Credit:  Christine Peterson, for the Star-Tribune | January 24, 2021 | trib.com ~~

Big game, in general, don’t like being around humans.

Sure, we all see mule deer in our rose gardens, moose under apple trees and pronghorn gathered on golf courses, but the bulk of Wyoming’s ungulates would rather not be around people or their moving vehicles.

Determining just how much big game avoid human infrastructure – oil and gas wells, wind turbines, roads and highways – is another story.

It’s a question University of Wyoming professor Jeffrey Beck and others set out to understand in 2010 with a study of one of the world’s largest pronghorn herds living near wind turbines in Shirley Basin northwest of Laramie. The results from his three-year study, paid for by PacifiCorp, were published in early 2020, and showed that pronghorn did not, in fact, like being around wind turbines in winter.

But Beck and others could not determine the exact physical toll that aversion has on pronghorn.

So in 2018, the Wyoming Game and Fish Department, the USGS Cooperative Fish and Wildlife Unit at the University of Wyoming and Invenergy, then PacifiCorp, paid for a six-year study looking more in depth at the question of what impact wind turbines have on pronghorn, both in the winter and summer. With three years of the study done, coop director Matthew Kauffman can offer a few clues.

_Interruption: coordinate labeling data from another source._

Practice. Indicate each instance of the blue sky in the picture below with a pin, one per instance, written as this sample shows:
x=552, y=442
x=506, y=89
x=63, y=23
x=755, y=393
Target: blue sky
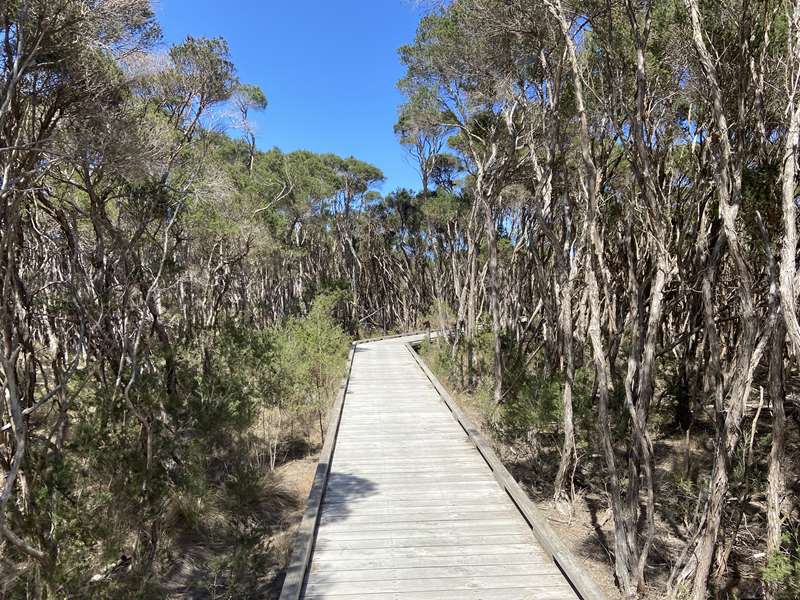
x=328, y=69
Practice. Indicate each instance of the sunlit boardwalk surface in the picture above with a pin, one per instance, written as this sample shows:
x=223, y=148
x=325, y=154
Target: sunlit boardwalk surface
x=411, y=509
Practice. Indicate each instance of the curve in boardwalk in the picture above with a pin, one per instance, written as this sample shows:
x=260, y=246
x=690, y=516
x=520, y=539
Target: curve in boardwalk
x=411, y=507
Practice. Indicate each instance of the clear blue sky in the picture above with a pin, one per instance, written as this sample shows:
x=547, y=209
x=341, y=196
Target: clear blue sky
x=328, y=69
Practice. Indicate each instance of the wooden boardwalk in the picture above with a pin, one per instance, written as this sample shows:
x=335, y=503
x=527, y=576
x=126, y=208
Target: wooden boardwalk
x=410, y=507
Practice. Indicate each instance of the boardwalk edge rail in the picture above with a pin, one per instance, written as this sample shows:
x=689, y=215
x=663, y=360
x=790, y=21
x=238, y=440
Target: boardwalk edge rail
x=304, y=538
x=303, y=544
x=580, y=581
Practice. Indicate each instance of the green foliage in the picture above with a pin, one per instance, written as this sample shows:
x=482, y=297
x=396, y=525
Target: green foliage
x=782, y=571
x=311, y=352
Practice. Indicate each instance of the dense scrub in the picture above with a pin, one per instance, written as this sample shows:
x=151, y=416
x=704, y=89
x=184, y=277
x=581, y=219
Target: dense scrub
x=621, y=261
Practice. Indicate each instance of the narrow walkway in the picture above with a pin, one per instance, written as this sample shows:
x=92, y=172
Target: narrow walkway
x=411, y=510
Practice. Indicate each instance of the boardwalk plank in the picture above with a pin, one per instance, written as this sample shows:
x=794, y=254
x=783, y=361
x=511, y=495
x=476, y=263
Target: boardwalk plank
x=411, y=509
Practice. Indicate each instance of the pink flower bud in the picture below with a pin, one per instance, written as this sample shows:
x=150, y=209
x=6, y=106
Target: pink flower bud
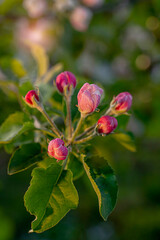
x=65, y=79
x=29, y=97
x=89, y=98
x=124, y=102
x=57, y=149
x=107, y=124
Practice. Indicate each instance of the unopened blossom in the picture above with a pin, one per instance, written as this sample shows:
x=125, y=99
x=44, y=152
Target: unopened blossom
x=29, y=97
x=57, y=150
x=89, y=98
x=65, y=79
x=106, y=124
x=123, y=102
x=80, y=18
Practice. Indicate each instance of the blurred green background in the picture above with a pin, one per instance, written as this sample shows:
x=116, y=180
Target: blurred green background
x=115, y=43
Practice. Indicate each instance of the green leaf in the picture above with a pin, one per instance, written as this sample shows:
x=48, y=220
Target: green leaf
x=51, y=72
x=40, y=56
x=125, y=140
x=14, y=125
x=50, y=196
x=104, y=183
x=76, y=166
x=23, y=158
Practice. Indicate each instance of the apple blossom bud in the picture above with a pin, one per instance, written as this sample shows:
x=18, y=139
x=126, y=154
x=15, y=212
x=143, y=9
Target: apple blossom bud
x=66, y=79
x=89, y=98
x=56, y=149
x=106, y=124
x=29, y=97
x=123, y=102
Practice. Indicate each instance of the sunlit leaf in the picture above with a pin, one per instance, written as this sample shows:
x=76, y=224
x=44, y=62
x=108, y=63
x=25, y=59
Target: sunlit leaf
x=75, y=166
x=104, y=183
x=50, y=196
x=26, y=156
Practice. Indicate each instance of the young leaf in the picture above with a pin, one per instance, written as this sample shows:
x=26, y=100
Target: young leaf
x=50, y=196
x=14, y=125
x=125, y=140
x=75, y=166
x=104, y=184
x=23, y=158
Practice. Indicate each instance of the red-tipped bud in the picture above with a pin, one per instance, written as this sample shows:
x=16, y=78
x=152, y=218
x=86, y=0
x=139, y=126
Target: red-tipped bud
x=66, y=80
x=106, y=124
x=123, y=102
x=89, y=98
x=56, y=149
x=29, y=97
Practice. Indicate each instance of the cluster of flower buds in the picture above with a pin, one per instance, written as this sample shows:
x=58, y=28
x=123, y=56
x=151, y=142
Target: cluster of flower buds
x=89, y=97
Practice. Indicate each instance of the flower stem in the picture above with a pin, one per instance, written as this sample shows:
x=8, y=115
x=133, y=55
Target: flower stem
x=85, y=139
x=88, y=130
x=83, y=116
x=69, y=119
x=53, y=125
x=65, y=162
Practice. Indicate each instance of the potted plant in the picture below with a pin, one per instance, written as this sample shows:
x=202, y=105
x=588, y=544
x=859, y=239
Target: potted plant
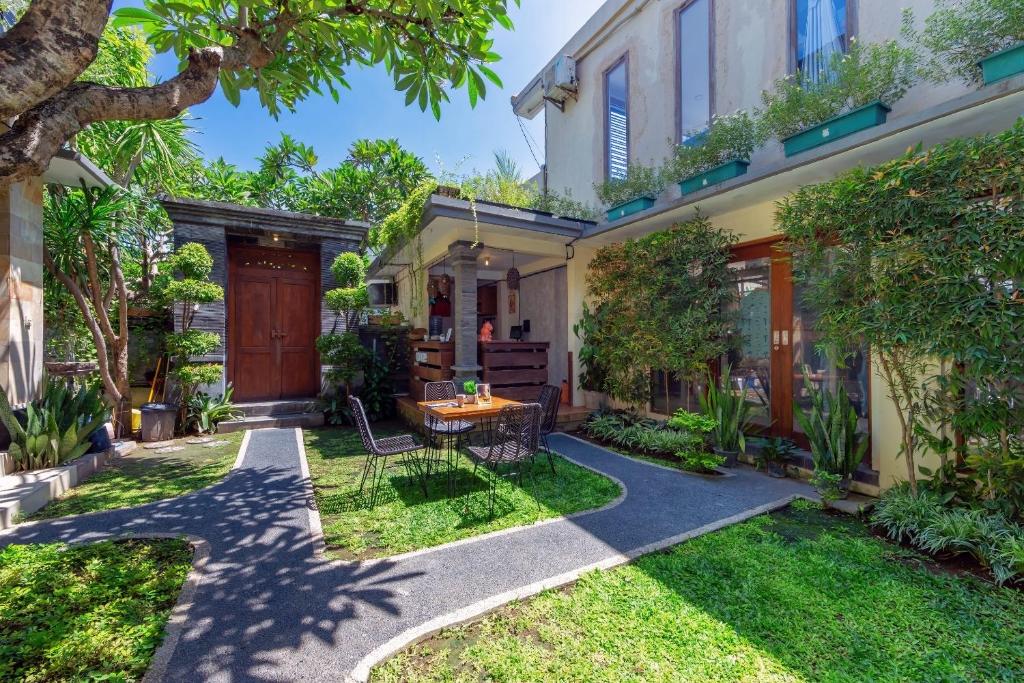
x=774, y=456
x=806, y=111
x=830, y=426
x=469, y=388
x=635, y=193
x=715, y=156
x=730, y=412
x=974, y=40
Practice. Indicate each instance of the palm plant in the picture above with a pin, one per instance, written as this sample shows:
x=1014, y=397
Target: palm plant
x=830, y=426
x=730, y=412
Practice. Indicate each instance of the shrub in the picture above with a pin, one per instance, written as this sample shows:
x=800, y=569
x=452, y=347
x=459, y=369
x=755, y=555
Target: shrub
x=730, y=137
x=961, y=33
x=867, y=72
x=639, y=181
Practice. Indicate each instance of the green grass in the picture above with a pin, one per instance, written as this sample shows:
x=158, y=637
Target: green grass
x=403, y=520
x=795, y=596
x=86, y=612
x=144, y=476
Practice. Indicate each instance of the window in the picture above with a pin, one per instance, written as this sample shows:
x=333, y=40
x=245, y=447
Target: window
x=616, y=124
x=693, y=26
x=821, y=30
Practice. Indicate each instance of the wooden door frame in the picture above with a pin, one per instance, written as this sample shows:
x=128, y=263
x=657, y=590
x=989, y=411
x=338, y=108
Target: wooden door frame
x=232, y=250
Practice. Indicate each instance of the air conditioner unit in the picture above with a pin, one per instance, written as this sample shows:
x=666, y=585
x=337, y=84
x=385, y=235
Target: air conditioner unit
x=560, y=80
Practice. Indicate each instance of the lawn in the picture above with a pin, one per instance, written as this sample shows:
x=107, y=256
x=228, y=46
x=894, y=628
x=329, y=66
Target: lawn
x=145, y=475
x=794, y=596
x=404, y=520
x=86, y=612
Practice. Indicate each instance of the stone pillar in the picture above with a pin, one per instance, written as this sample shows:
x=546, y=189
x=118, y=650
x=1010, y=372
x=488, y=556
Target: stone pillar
x=463, y=260
x=22, y=290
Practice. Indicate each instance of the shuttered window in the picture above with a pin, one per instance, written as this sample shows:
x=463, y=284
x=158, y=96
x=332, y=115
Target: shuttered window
x=616, y=151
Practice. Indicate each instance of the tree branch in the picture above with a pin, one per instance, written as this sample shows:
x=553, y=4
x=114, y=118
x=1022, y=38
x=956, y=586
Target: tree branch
x=36, y=136
x=47, y=49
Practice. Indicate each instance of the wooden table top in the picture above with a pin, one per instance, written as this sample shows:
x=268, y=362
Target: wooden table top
x=467, y=412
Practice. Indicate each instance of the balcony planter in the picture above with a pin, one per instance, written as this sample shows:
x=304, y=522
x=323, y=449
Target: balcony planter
x=633, y=206
x=729, y=169
x=862, y=118
x=1004, y=63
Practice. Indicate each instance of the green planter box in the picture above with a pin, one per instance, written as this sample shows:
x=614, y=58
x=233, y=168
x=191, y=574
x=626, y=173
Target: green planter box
x=872, y=114
x=632, y=206
x=1003, y=63
x=729, y=169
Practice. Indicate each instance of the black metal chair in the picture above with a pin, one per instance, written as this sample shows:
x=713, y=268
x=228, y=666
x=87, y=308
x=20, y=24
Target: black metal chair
x=379, y=450
x=549, y=399
x=452, y=433
x=513, y=445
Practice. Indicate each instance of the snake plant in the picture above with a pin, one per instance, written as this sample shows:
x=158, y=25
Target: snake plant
x=729, y=410
x=830, y=426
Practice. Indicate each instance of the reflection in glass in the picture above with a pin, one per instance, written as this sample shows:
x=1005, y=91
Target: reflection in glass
x=751, y=355
x=823, y=371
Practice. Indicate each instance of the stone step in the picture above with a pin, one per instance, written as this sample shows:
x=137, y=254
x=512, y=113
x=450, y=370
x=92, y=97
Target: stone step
x=263, y=408
x=264, y=421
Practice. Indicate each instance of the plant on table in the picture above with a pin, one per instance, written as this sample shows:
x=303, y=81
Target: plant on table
x=830, y=425
x=731, y=137
x=185, y=286
x=639, y=181
x=866, y=73
x=958, y=34
x=731, y=414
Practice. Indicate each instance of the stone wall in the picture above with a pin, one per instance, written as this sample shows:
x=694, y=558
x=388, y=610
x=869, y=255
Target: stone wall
x=22, y=290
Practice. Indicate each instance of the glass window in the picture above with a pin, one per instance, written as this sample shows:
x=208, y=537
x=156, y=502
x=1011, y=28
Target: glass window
x=694, y=69
x=821, y=32
x=617, y=123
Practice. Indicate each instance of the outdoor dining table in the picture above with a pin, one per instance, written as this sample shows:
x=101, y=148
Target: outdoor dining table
x=450, y=411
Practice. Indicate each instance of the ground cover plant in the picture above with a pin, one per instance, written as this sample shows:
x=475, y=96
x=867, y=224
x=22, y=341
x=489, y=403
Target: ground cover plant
x=144, y=476
x=404, y=520
x=681, y=441
x=798, y=595
x=87, y=612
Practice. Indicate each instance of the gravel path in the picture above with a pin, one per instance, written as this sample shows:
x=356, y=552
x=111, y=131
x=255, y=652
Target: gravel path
x=267, y=606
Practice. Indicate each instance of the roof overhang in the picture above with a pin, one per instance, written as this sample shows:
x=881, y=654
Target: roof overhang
x=446, y=220
x=74, y=169
x=246, y=219
x=772, y=176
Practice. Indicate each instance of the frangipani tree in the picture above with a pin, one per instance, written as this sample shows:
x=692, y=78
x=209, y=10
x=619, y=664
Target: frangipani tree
x=286, y=51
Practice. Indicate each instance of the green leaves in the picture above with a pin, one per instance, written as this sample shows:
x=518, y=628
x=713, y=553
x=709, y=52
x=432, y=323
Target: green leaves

First, wind turbines do displace pronghorn, which in return lose valuable food especially in winter months. Second, and maybe even more importantly, more than a decade of animal tracking data shows it’s possible to site wind turbines in places that have less of an effect on Wyoming’s speedgoats in a way that still allows for wind development.

“We know there is a negative effect, and we would fully expect that to translate that animals don’t eat as much, they don’t put on as much fat, they don’t survive the winter as well and have as many young, all of those are logical,” Kauffman said. “But our methods end up being somewhat crude when we try to connect that to reduced survival or population growth. They’re small incremental changes. And that’s one of the challenges we’re trying to overcome in a six-year study.”

It’s with Beck and others’ research that groups like Wyoming Energy Forum, a newly formed organization of landowners, environmentalists and concerned citizens, is asking Wyoming to pause and consider the impacts of permitting and building some of the nation’s largest wind farms.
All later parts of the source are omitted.